Iran's behaviour will be 'under microscope' in coming months following rapprochement, Saudi columnists say
Saudi Arabia will watch Iran's behaviour during the two-month window agreed upon to restore relations, Saudi columnists said on Sunday, reflecting continued wariness in the longtime rivalry between the region's Sunni Muslim and Shia powers.
The breakthrough on Friday brokered by China, a major trade partner of both countries, followed several rounds of Saudi-Iranian talks held in the region in a bid to contain tensions, at a time of Gulf frustration over what they perceive as gradual US disengagement from the region.
Tehran and Riyadh said they had agreed to resume diplomatic relations and re-open embassies within two months, adding that their foreign minister would meet to implement the deal, without mentioning a more detailed timeline.
"The two-month period is the first test of Iran's credibility and proof of good intentions as we must see the start of real change in the regional landscape and a real correction in its dealings with the Kingdom," Saudi columnist Hamoud Abu Taleb wrote in Okaz, a Saudi daily.
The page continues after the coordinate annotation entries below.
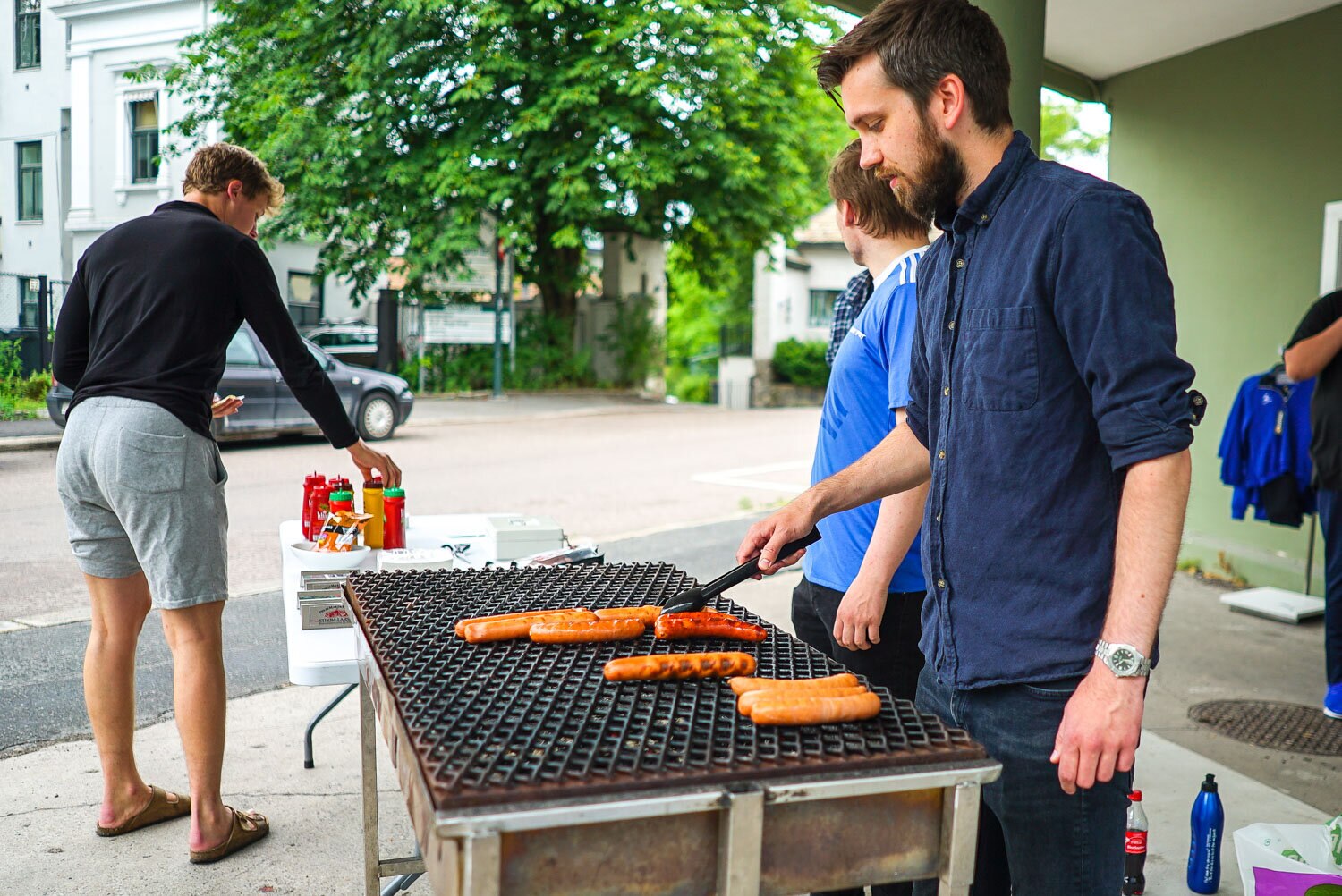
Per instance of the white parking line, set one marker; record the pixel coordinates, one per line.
(745, 477)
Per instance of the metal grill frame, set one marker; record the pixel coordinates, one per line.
(463, 845)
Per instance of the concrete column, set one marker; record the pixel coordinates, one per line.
(1022, 23)
(81, 139)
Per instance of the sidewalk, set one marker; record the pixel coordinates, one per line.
(50, 794)
(429, 410)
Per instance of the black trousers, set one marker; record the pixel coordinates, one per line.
(894, 663)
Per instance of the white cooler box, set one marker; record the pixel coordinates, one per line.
(512, 538)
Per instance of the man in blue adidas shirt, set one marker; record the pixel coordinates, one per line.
(861, 597)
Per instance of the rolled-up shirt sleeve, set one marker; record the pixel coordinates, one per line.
(1114, 306)
(915, 412)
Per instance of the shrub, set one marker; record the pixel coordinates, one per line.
(802, 364)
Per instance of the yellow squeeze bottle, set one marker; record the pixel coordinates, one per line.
(373, 507)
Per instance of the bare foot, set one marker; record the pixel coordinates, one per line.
(125, 807)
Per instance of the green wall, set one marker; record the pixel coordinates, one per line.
(1236, 148)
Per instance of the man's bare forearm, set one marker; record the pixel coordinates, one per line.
(896, 464)
(1151, 526)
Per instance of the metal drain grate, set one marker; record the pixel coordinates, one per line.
(1277, 726)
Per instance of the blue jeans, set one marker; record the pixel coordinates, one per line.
(1330, 520)
(1032, 836)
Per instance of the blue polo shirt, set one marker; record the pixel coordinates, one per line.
(1044, 365)
(870, 378)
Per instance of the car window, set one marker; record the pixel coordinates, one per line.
(242, 351)
(317, 353)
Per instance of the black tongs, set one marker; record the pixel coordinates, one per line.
(695, 598)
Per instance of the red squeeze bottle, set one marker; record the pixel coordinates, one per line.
(321, 507)
(310, 482)
(394, 507)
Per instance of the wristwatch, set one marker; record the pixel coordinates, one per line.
(1124, 660)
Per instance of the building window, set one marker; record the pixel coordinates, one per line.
(30, 180)
(144, 141)
(823, 308)
(305, 298)
(27, 34)
(30, 292)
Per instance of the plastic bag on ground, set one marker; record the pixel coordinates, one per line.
(1288, 860)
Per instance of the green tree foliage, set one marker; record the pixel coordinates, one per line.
(1060, 131)
(395, 123)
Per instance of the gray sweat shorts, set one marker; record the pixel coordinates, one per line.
(144, 493)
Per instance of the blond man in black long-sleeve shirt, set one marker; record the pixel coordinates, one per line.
(141, 340)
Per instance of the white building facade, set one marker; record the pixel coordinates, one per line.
(80, 142)
(794, 289)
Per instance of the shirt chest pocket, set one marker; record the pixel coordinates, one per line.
(998, 359)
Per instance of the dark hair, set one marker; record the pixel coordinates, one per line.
(920, 42)
(879, 214)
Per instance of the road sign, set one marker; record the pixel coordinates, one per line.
(463, 325)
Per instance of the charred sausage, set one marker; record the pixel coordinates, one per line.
(461, 627)
(587, 632)
(751, 699)
(842, 680)
(673, 627)
(520, 627)
(807, 710)
(679, 665)
(646, 614)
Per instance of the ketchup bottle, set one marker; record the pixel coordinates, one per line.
(321, 507)
(394, 507)
(310, 482)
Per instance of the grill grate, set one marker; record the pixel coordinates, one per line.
(507, 721)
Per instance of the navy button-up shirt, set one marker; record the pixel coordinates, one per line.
(1043, 367)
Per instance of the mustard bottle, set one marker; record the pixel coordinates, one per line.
(373, 507)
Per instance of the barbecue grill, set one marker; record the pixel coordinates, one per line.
(526, 772)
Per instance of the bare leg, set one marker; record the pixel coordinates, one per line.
(195, 636)
(120, 606)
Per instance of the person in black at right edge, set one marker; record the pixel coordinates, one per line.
(141, 340)
(1312, 351)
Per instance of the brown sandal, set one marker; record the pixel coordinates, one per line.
(249, 826)
(164, 805)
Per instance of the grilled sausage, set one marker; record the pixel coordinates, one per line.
(751, 699)
(679, 665)
(646, 614)
(842, 680)
(461, 627)
(673, 627)
(587, 632)
(807, 710)
(520, 627)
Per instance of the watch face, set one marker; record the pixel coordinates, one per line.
(1124, 660)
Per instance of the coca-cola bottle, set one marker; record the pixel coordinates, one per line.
(1134, 860)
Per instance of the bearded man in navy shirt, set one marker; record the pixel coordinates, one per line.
(1051, 418)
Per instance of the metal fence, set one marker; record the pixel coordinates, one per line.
(30, 305)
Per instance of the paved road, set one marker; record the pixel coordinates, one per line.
(604, 467)
(40, 684)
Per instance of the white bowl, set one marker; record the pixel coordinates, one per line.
(308, 557)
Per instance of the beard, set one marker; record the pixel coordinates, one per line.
(934, 188)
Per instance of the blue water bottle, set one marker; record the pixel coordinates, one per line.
(1204, 855)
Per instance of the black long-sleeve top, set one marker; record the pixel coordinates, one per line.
(153, 306)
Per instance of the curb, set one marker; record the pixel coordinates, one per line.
(29, 443)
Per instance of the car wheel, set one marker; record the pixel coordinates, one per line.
(376, 418)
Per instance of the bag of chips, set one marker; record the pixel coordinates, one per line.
(341, 530)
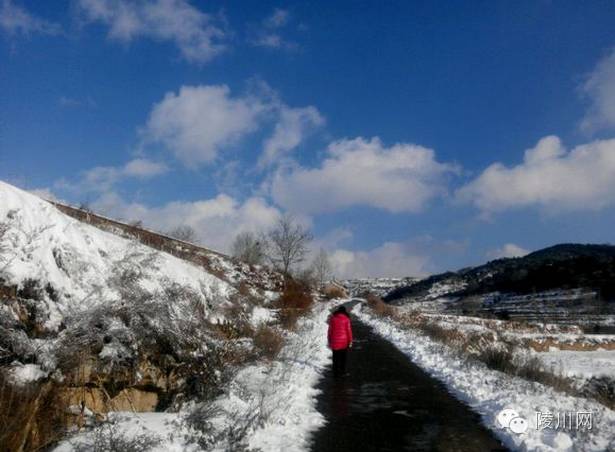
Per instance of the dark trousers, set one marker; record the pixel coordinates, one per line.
(339, 362)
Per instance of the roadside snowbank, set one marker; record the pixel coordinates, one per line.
(488, 392)
(278, 399)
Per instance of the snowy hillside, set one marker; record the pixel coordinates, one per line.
(69, 263)
(94, 323)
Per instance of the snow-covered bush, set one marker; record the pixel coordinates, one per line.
(109, 437)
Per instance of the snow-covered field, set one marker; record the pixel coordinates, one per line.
(488, 392)
(580, 364)
(274, 402)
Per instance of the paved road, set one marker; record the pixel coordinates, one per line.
(389, 404)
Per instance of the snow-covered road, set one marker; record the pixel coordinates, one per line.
(387, 403)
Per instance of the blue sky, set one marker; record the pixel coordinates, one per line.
(413, 137)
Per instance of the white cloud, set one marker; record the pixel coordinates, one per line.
(400, 178)
(392, 259)
(143, 168)
(599, 89)
(508, 250)
(216, 221)
(200, 121)
(278, 18)
(16, 20)
(550, 177)
(196, 34)
(293, 126)
(268, 34)
(103, 178)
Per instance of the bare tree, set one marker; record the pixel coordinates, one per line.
(184, 233)
(250, 248)
(288, 244)
(321, 267)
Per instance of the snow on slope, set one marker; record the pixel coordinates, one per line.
(279, 399)
(488, 392)
(74, 260)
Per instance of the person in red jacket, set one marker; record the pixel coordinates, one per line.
(340, 339)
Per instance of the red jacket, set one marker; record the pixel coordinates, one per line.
(340, 332)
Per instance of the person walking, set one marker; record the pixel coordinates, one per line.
(339, 339)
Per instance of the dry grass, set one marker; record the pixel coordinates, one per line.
(32, 417)
(380, 307)
(295, 301)
(268, 341)
(492, 351)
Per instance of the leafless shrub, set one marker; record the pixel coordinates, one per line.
(379, 307)
(332, 292)
(184, 233)
(288, 244)
(321, 267)
(109, 437)
(268, 341)
(250, 248)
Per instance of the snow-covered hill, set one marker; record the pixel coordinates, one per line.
(69, 263)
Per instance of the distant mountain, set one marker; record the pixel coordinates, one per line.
(564, 266)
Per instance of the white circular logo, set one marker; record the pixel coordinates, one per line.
(518, 425)
(505, 416)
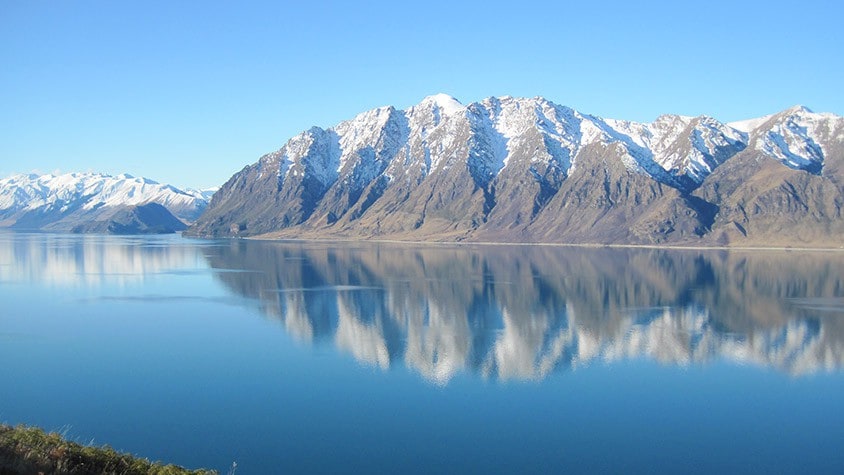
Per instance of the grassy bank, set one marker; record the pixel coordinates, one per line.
(29, 450)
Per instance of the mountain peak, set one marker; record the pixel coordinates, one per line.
(798, 109)
(446, 103)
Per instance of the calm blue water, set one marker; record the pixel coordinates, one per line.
(385, 358)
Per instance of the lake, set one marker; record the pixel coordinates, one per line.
(321, 357)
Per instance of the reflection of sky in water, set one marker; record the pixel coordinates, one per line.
(635, 361)
(530, 312)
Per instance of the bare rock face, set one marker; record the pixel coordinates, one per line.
(528, 170)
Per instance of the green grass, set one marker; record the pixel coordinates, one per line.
(29, 450)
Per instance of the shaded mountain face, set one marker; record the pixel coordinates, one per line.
(528, 170)
(92, 202)
(524, 312)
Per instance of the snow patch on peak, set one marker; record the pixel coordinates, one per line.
(798, 109)
(445, 103)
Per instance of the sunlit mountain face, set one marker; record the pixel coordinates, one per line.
(525, 312)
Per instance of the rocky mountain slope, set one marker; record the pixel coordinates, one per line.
(93, 202)
(528, 170)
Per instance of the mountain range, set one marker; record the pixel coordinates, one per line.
(97, 203)
(527, 170)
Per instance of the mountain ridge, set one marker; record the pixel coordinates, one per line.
(96, 202)
(528, 170)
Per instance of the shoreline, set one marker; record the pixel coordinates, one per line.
(28, 449)
(679, 247)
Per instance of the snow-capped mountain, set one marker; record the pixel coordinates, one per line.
(96, 202)
(530, 170)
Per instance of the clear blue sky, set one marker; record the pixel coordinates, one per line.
(190, 92)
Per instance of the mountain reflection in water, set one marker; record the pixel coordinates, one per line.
(524, 312)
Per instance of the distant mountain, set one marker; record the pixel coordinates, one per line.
(94, 202)
(528, 170)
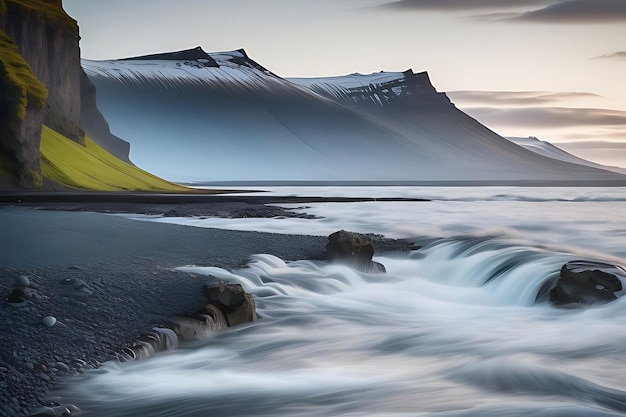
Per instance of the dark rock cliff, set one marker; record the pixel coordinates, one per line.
(22, 101)
(48, 40)
(45, 41)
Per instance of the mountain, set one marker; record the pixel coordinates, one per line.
(192, 115)
(548, 149)
(51, 131)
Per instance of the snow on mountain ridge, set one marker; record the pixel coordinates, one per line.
(381, 88)
(227, 118)
(193, 67)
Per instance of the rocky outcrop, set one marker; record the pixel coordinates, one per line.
(22, 100)
(233, 303)
(42, 82)
(48, 40)
(587, 282)
(227, 305)
(353, 249)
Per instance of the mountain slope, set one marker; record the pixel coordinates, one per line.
(550, 150)
(91, 167)
(221, 116)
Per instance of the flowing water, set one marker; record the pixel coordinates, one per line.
(460, 327)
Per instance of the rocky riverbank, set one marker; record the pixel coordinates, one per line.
(106, 280)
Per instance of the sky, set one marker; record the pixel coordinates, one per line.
(554, 69)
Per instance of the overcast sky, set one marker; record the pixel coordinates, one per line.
(547, 68)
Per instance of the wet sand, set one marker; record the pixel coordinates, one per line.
(127, 267)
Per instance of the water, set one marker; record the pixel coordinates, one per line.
(454, 329)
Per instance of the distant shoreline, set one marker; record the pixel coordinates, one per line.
(414, 183)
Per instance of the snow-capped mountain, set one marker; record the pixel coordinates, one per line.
(192, 115)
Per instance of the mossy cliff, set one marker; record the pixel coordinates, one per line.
(48, 40)
(22, 102)
(42, 82)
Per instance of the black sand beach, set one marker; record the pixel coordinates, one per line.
(127, 267)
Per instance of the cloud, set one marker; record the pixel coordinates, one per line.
(621, 55)
(578, 11)
(549, 117)
(606, 152)
(515, 98)
(539, 11)
(600, 145)
(448, 5)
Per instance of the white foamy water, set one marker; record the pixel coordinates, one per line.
(459, 328)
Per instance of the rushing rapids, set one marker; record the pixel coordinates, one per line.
(462, 327)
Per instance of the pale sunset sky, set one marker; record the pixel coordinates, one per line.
(555, 69)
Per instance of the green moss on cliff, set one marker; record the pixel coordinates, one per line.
(51, 11)
(18, 80)
(91, 167)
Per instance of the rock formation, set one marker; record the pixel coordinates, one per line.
(42, 82)
(22, 101)
(587, 282)
(48, 40)
(353, 249)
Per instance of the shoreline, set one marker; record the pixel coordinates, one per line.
(128, 267)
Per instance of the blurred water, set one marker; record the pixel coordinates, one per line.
(454, 329)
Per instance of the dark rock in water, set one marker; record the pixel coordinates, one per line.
(587, 282)
(233, 302)
(17, 296)
(353, 249)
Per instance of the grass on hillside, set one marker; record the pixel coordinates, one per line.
(17, 77)
(91, 167)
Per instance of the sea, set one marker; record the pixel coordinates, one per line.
(460, 327)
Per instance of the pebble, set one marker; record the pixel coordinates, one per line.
(49, 321)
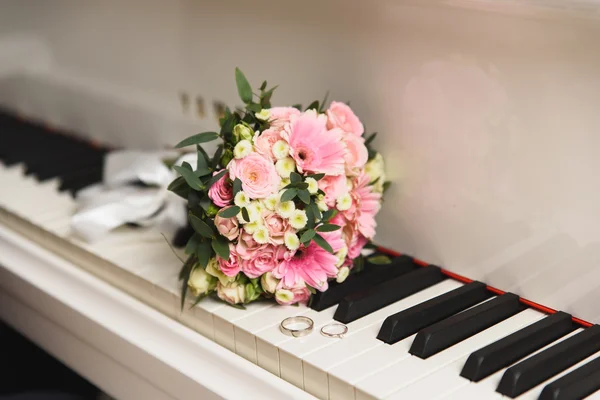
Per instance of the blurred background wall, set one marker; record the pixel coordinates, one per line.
(487, 111)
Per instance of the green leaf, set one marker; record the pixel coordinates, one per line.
(180, 187)
(379, 259)
(237, 186)
(192, 244)
(318, 239)
(245, 214)
(200, 226)
(184, 275)
(244, 89)
(316, 177)
(295, 177)
(313, 106)
(215, 178)
(190, 177)
(304, 196)
(370, 139)
(217, 157)
(288, 195)
(204, 253)
(307, 236)
(229, 212)
(197, 139)
(328, 228)
(386, 186)
(220, 245)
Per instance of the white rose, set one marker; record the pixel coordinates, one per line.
(269, 282)
(233, 292)
(200, 282)
(213, 269)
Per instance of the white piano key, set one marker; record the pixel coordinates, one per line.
(488, 385)
(268, 352)
(246, 328)
(535, 392)
(411, 369)
(360, 337)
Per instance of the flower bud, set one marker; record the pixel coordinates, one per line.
(200, 282)
(232, 292)
(269, 282)
(242, 132)
(212, 210)
(226, 157)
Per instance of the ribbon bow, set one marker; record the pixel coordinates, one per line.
(118, 200)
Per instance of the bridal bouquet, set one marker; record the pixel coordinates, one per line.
(286, 203)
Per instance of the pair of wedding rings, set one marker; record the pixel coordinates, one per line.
(302, 326)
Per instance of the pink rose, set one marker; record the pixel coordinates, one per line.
(281, 116)
(341, 116)
(334, 186)
(277, 227)
(356, 155)
(263, 142)
(258, 175)
(247, 247)
(301, 294)
(232, 266)
(221, 192)
(263, 261)
(227, 227)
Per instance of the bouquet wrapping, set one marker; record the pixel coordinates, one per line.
(286, 203)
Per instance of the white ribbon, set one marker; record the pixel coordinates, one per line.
(116, 201)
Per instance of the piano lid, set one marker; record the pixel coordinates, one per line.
(487, 110)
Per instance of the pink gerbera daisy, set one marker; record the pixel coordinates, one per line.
(311, 265)
(367, 203)
(313, 146)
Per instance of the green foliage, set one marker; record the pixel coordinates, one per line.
(244, 89)
(197, 139)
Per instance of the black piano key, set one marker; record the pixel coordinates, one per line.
(512, 348)
(531, 372)
(459, 327)
(576, 385)
(371, 276)
(358, 305)
(408, 322)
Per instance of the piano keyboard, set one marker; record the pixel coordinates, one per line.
(413, 331)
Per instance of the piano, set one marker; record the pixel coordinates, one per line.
(488, 117)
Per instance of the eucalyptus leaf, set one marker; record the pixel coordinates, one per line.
(307, 236)
(319, 240)
(204, 253)
(237, 186)
(229, 212)
(379, 259)
(304, 196)
(197, 139)
(288, 195)
(200, 226)
(215, 178)
(244, 89)
(328, 228)
(220, 245)
(190, 177)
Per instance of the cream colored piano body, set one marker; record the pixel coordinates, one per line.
(487, 112)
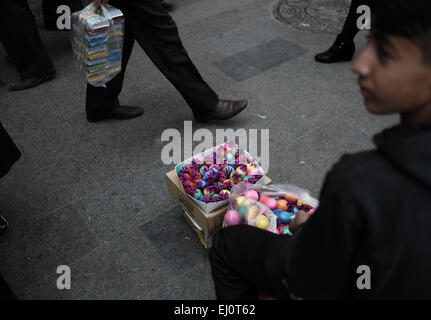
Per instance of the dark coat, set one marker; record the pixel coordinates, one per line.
(375, 211)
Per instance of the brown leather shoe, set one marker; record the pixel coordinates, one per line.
(224, 110)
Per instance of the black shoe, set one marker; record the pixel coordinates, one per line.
(121, 113)
(224, 110)
(168, 4)
(30, 83)
(339, 52)
(11, 61)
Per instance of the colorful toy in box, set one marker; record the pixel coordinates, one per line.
(211, 177)
(97, 42)
(270, 208)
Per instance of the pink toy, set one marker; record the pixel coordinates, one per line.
(271, 203)
(255, 172)
(232, 217)
(251, 194)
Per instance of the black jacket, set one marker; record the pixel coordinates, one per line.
(9, 153)
(375, 211)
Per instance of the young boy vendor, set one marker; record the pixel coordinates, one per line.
(370, 237)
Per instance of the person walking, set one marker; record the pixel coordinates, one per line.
(153, 28)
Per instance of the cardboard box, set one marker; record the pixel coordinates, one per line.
(208, 207)
(204, 223)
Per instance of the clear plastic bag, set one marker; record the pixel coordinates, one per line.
(97, 42)
(270, 207)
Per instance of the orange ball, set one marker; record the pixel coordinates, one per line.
(282, 205)
(291, 199)
(262, 198)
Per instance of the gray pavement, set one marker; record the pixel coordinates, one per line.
(93, 196)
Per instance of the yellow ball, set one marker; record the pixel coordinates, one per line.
(262, 222)
(252, 213)
(241, 201)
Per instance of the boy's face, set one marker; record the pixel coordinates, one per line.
(393, 76)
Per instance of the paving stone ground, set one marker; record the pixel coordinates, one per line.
(93, 196)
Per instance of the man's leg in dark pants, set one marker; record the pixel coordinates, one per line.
(157, 34)
(21, 38)
(246, 260)
(100, 102)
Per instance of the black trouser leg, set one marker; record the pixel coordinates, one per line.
(157, 34)
(350, 28)
(246, 260)
(6, 292)
(21, 39)
(101, 101)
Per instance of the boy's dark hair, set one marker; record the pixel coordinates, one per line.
(410, 19)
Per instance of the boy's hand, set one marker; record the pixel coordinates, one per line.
(97, 3)
(300, 218)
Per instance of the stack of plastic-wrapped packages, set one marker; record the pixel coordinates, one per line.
(97, 41)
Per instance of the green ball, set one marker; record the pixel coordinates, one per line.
(230, 157)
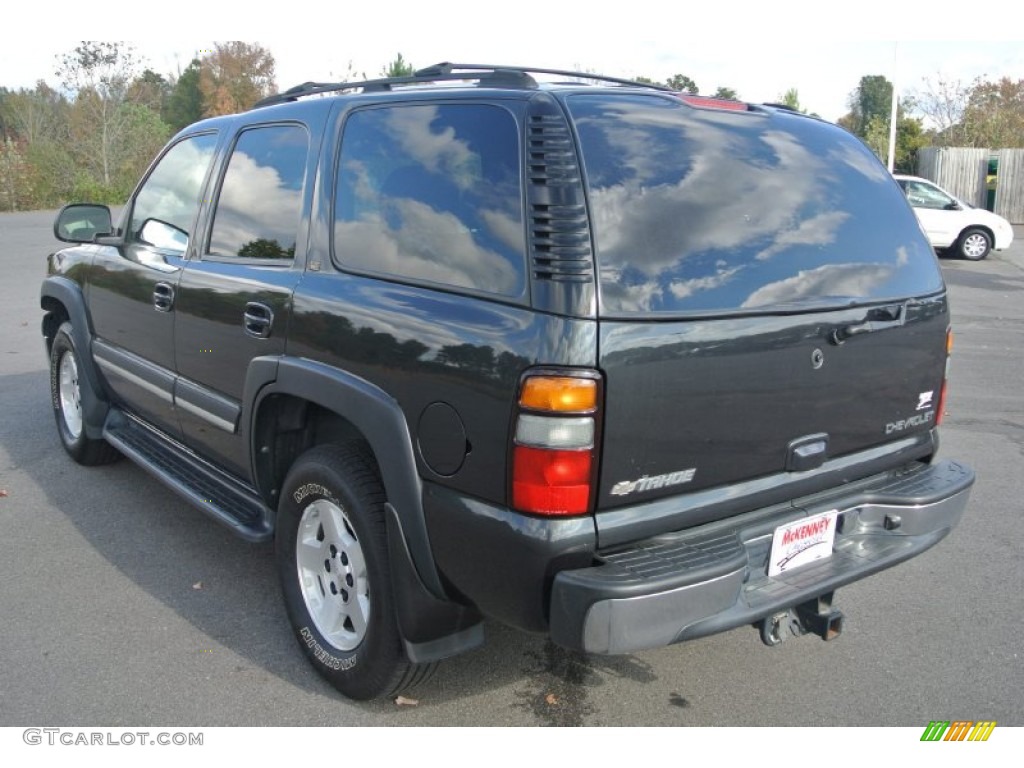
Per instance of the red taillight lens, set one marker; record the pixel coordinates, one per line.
(551, 482)
(942, 403)
(945, 379)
A main source of tension is Yemen, where Riyadh leads a military coalition that has since 2015 been battling the Iran-aligned Houthi movement - which has during the war launched missile and drones at the kingdom.
Abdullah al-Otaibi, in an Op-ed in Saudi-owned Asharq Al-Awsat newspaper, agreed the timeline to reopen embassies would "test" Iran's commitment and said Beijing could play a more effective role than "failed" Western efforts with Tehran.
Gulf states have grown increasingly disillusioned with key ally and security guarantor the United States, including over global powers' 2015 nuclear pact with Iran which they deemed flawed for not tackling Iran's missile programme and proxies.
Saudi Arabia and the United Arab Emirates have moved to assert more control over regional stability by pursuing conciliatory foreign policies they hope will allow them to focus on economic priorities.
"It is natural to have diplomatic ties even if at a low level because Iran's expansionist approach has created many touch points with Saudi Arabia. (But) we have to keep our eyes open," wrote Saudi columnist Tariq al-Homayed.
"China is the guarantor for this agreement. This will be important if Iran does not comply," he added.
The United States has voiced reservations about deepening ties between Gulf states and its economic rival China, whose president attended a Gulf summit in Riyadh last year at a time of severe strains in the strategic U.S.-Saudi relationship.
Riyadh and Abu Dhabi have repeatedly said they are looking to diversify their strategic partners while pressing Washington for concrete commitments to regional security.